Por Omar Nava Barrera
Es parte de un imaginario colectivo enaltecer el éxito de las juventudes, ¿pero a qué nos referimos con juventudes exitosas? El éxito como una meta impuesta, como una utopía monótona de la meritocracia capitalista; los sueños de las jóvenes generaciones como el combustible que necesita la maquinaria cuasi autónoma del capitalismo gore.
La realidad es que el grueso de la población mexicana la integran obreros y obreras que inician a temprana edad su andar proletario. El censo de población en 2020 nos mostró que de la población de 15 a 29 años sólo el 32% asiste a la escuela con una participación similar entre mujeres y hombres de tales edades (INEGI, 2021). Revelando que menos de la mitad de la población sigue en el camino incierto de la educación escolarizada.

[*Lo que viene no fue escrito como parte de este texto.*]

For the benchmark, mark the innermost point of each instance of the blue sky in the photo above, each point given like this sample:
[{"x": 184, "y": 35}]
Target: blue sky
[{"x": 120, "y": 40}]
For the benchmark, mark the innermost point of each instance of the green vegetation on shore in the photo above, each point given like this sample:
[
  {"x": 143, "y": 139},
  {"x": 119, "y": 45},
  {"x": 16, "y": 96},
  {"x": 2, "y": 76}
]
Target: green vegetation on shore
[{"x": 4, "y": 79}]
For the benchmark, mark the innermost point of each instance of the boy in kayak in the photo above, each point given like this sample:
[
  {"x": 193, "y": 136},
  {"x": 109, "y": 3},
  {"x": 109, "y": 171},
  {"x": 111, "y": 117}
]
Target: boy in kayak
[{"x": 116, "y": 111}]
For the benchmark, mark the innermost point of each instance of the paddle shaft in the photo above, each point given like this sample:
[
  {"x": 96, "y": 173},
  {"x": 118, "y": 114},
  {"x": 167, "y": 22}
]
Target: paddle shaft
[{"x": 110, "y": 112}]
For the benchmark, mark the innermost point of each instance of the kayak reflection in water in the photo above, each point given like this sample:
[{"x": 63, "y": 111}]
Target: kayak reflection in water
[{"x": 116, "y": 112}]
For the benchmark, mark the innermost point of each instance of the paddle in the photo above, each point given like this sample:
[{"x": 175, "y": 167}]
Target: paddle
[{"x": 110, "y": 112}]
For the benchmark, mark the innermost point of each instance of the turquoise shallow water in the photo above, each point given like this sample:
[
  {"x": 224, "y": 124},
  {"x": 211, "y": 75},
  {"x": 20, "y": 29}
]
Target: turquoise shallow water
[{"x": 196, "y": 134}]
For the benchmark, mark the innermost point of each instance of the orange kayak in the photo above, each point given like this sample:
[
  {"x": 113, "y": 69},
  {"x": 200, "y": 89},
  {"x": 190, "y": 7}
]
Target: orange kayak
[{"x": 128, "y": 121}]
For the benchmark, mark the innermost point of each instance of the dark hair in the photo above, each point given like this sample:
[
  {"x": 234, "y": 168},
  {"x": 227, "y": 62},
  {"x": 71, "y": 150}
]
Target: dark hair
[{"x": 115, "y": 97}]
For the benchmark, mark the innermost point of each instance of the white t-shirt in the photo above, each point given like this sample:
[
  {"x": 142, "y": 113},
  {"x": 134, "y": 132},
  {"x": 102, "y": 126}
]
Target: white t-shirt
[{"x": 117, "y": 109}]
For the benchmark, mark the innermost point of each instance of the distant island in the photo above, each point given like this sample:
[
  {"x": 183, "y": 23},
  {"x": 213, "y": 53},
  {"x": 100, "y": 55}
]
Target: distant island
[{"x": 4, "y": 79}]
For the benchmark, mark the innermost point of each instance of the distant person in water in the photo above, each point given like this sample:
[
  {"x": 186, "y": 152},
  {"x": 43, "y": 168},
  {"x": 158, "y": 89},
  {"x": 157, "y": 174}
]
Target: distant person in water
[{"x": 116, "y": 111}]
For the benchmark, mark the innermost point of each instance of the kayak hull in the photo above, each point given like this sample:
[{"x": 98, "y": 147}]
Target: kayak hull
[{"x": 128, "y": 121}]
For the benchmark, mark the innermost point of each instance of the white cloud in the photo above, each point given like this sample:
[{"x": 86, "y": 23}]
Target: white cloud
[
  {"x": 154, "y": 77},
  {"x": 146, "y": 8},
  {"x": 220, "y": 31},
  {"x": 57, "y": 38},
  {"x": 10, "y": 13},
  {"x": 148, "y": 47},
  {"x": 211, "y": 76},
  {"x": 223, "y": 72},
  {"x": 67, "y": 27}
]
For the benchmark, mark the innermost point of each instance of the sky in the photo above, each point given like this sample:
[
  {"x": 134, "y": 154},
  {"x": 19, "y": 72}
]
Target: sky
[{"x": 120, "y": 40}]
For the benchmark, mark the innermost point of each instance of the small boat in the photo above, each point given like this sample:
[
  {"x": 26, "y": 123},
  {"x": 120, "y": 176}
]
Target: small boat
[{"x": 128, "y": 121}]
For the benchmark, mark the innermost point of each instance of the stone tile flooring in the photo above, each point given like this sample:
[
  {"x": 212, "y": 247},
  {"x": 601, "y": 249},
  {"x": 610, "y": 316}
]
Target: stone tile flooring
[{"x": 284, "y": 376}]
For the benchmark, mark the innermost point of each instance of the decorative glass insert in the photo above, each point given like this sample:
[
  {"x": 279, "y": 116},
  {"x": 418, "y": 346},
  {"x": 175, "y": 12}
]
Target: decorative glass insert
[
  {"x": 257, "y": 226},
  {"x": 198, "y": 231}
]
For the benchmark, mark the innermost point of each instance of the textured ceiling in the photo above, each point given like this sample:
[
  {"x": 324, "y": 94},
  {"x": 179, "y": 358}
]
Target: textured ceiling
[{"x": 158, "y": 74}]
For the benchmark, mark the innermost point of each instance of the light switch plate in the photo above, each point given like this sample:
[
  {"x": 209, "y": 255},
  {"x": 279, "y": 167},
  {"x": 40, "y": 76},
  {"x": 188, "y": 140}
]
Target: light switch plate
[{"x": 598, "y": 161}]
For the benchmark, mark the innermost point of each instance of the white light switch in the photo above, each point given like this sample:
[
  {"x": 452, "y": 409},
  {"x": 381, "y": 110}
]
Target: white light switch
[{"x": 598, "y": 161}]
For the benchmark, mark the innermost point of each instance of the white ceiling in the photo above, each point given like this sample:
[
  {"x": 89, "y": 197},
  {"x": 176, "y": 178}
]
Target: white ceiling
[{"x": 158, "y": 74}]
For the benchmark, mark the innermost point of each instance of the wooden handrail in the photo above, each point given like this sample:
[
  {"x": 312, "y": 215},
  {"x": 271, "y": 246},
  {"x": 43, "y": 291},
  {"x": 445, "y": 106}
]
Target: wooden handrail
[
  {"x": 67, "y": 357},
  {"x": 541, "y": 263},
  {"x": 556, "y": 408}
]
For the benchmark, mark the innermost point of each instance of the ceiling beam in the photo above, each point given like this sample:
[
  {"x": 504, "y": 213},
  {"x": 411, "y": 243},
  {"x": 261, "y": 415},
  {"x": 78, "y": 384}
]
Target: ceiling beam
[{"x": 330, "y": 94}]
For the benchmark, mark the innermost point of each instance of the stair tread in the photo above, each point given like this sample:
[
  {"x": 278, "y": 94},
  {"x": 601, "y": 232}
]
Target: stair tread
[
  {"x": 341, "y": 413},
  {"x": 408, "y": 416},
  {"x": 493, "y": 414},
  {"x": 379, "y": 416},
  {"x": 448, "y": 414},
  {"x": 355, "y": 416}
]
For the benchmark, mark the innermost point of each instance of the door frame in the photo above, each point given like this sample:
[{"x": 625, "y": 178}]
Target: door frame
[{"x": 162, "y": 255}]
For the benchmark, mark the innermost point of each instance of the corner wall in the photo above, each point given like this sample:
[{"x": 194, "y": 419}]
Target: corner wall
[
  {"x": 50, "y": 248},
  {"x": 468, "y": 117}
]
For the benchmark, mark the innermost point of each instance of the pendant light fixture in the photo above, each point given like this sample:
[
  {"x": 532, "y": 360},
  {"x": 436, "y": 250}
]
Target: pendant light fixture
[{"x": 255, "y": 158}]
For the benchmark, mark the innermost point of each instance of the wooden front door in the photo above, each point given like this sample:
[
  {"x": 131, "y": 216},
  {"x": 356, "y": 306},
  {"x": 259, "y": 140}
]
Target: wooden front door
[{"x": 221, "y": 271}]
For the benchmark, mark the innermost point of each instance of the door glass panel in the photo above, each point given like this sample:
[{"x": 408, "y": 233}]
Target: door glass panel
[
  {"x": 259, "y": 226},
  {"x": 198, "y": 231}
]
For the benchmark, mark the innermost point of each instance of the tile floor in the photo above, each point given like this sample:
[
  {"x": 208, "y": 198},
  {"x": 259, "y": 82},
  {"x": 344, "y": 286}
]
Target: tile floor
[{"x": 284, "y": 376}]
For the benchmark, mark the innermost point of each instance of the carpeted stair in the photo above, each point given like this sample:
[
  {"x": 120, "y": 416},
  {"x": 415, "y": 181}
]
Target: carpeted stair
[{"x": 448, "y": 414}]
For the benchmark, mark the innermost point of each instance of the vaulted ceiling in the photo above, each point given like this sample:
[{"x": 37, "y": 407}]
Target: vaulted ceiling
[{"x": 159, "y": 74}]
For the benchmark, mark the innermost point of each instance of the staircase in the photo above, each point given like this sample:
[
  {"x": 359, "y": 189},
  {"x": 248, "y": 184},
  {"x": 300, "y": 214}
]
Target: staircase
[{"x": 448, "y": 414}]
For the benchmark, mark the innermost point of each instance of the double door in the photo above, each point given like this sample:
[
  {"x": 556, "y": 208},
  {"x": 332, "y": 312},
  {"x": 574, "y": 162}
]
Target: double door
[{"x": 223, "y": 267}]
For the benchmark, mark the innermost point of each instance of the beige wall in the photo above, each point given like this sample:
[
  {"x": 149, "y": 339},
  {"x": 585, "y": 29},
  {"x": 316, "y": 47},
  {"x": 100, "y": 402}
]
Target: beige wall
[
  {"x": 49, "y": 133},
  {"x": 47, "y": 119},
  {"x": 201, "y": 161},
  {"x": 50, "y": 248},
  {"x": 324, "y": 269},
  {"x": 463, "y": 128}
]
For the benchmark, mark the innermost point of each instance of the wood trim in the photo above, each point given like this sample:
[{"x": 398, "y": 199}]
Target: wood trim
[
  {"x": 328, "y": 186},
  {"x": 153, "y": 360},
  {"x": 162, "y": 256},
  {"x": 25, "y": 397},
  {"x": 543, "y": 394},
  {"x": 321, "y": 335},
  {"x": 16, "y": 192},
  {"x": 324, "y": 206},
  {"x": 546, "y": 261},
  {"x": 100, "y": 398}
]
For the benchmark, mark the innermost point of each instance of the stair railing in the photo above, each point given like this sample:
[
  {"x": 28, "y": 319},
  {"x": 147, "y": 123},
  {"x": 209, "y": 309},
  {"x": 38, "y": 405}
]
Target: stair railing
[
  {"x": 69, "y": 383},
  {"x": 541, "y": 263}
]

Por lo tanto, de la población de jóvenes trabajadores de 15 a 29 años (que en realidad pondría en duda sí hasta los 29 años llega la juventud) el 59% se encuentra laborando en el sector terciario o sea comercio y servicios; el 29% en la industria y la construcción o también llamado, en términos formales, sector secundario y el 11% en el sector primario es decir agricultura, ganadería, caza y pesca (INEGI, 2021).
Los datos duros nos están mostrando que la mayoría de las juventudes trabajan desde temprana edad (incluso desde la niñez en muchos contextos de miseria). Una amplia mayoría que es negada por imaginarios colectivos de éxitos fantasiosos, porque el mismo relato de la escolaridad nos ha vendido la idea de que sólo avanzando de grados lograremos una vida loable, llena de triunfos y con la aprobación hegemónica del “statuos quo”.
El mito burgués de la escolaridad como el máximo logro social genera aspiraciones que desdibujan el piso del que partimos, es decir, invisibilizan los muchos otros factores estructurales que impiden, desde hace años, encontrar en la escolaridad la desaparecida movilidad social. Mientras el mito de la escuela como el mayor de los éxitos ha muerto, el campo de jóvenes trabajadores ha crecido, pero pareciera que no se es consciente de ello como tal. Es decir, cuando vamos por las calles más concurridas, en los barrios, en el transporte público y en las periferias nos daríamos cuenta de que muchos de los trabajadores y trabajadoras son jóvenes que ante los ojos del discurso meritocrático no alcanzaron el éxito en sociedades capitalistas que “te dan todas las oportunidades, herramientas y caminos” pero no lograron aprovecharlos, ¿por qué?.
Y siguiendo con la línea de la precariedad laboral que he venido trabajando en otros artículos del Machetearte y de APIA; siento la necesidad de trabajar de cerca y evidenciar la palabra de aquellas juventudes de obreros y obreras que poco son reconocidas en una sociedad mexicana sin consciencia de clase. Así mismo, el lenguaje cumple un papel importante al nombrar las cosas desde el valor de uso, desde los roles impuestos y desde la fuerza de trabajo que le imprimimos a las cosas para evitar la enajenación y el fetichismo. Es decir, es una necesidad que las juventudes, en tanto trabajadores precarizados, se nombren así, como la fuerza de trabajo necesaria pero a la vez excluida de otras oportunidades que les fueron negadas, o que su única oportunidad fue la preparación como técnicos calificados (en el caso, por ejemplo, de los bachilleratos técnicos como los Conaleps o Cetys).
Por otro lado pero en el mismo sentido, la tasa de desocupación también es considerable, ya que siguiendo con el rango de edades de 15 a 29 años, según los datos de INEGI (2021) existen 1.2 millones de personas desocupadas y, sin caer en discursos moralistas, ya sabemos dónde pueden ir a parar los jóvenes sin oportunidades dignas (delincuencia, drogadicción, narcotráfico etc.). Pero qué pasaría si desde las juventudes trabajadoras se comenzara a formar críticamente desde la consciencia de clase, porque el trabajo de base sigue siendo primordial y no sólo con estudiantes sino con las juventudes obreras de este país (albañiles/as, hojalateros/as, mecánicos, godines, electricos/as, etc.).